BACKGROUND:BANK OF Ireland meetings have become less angry affairs despite shareholders being asked twice to buy new shares to bail out the bank after their original shareholdings were wiped out.
There were even a few voices of support in the O’Reilly Hall in UCD yesterday to say chief executive Richie Boucher and governor Pat Molloy were doing a good job to try to restore the only bank to avoid State control to full health.
One shareholder said they should “stop slagging off this bank”, though his case was weakened when he asked the bank for more branded umbrellas. The next speaker said he would need a lot of umbrellas to recoup the €100,000 he lost on the bank’s shares.
Molloy defended the bank’s leadership in the crisis, saying that it had been “exceptional” given what the bank had been through.
Concerns raised by shareholders ranged from the timing of the meeting to the thickness of the bank’s 371-page annual report.
Once again, bankers’ pay was a hot topic as the €831,000 and €349,000 Boucher and Molloy were paid in 2011 were queried.
Asked whether it could recoup bonuses paid to the managers who landed the bank in the mess with heavy property lending, Molloy said the bank couldn’t do this.

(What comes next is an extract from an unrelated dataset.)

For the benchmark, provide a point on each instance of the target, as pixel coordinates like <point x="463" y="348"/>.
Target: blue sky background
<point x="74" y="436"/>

Quizzed by Independent TD Shane Ross, a shareholder in the bank, about whether it would pay bonuses in future, Molloy said that he could not say, but that the bank was complying with the Government’s agreements on pay issues.

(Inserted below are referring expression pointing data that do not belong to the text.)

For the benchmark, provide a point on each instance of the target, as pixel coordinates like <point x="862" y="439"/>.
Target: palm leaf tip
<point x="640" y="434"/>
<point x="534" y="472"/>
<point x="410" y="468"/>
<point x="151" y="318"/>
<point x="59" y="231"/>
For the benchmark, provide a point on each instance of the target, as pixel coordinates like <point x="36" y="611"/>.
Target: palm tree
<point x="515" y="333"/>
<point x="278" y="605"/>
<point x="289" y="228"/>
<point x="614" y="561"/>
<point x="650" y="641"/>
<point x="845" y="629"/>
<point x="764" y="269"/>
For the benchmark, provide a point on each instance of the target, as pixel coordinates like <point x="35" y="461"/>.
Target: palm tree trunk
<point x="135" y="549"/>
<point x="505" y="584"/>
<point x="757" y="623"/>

He referred to last year’s letter setting conditions on the Government’s most recent bailout, saying that it imposed “very severe constraints” on pay but, when asked, he couldn’t say what they were.
There was an embarrassing moment when shareholder Neal Duggan spotted that Molloy incorrectly signed his letter in the 2011 annual report with last year’s date.

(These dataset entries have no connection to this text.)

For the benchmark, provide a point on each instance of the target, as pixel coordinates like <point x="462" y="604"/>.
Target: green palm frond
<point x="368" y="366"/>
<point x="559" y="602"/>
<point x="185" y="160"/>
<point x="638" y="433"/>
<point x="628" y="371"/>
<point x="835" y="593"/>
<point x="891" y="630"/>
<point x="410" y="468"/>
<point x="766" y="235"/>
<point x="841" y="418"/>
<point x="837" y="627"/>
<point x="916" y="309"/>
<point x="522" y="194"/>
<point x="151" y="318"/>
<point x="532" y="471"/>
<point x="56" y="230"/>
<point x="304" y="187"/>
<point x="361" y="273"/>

The bank was asked when it would pay dividends again with one shareholder remarking that his son believed it was unlikely to happen in his father’s lifetime.
Molloy said dividends were blocked until the end of 2015 or the State was repaid its €1.8 billion preference shares, whichever was earlier, but he would not say when the bank would pay them again.
He told shareholders that they would meet again “in due course” to decide whether the bank should buy the Government bond issued to Irish Bank Resolution Corporation to defer the €3.06 billion cash payment on the Anglo Irish Bank promissory notes, a transaction that worried some shareholders.
Shares in the bank closed up 1.8 per cent at 11.2 cent, just one cent higher than last year’s rights issue price.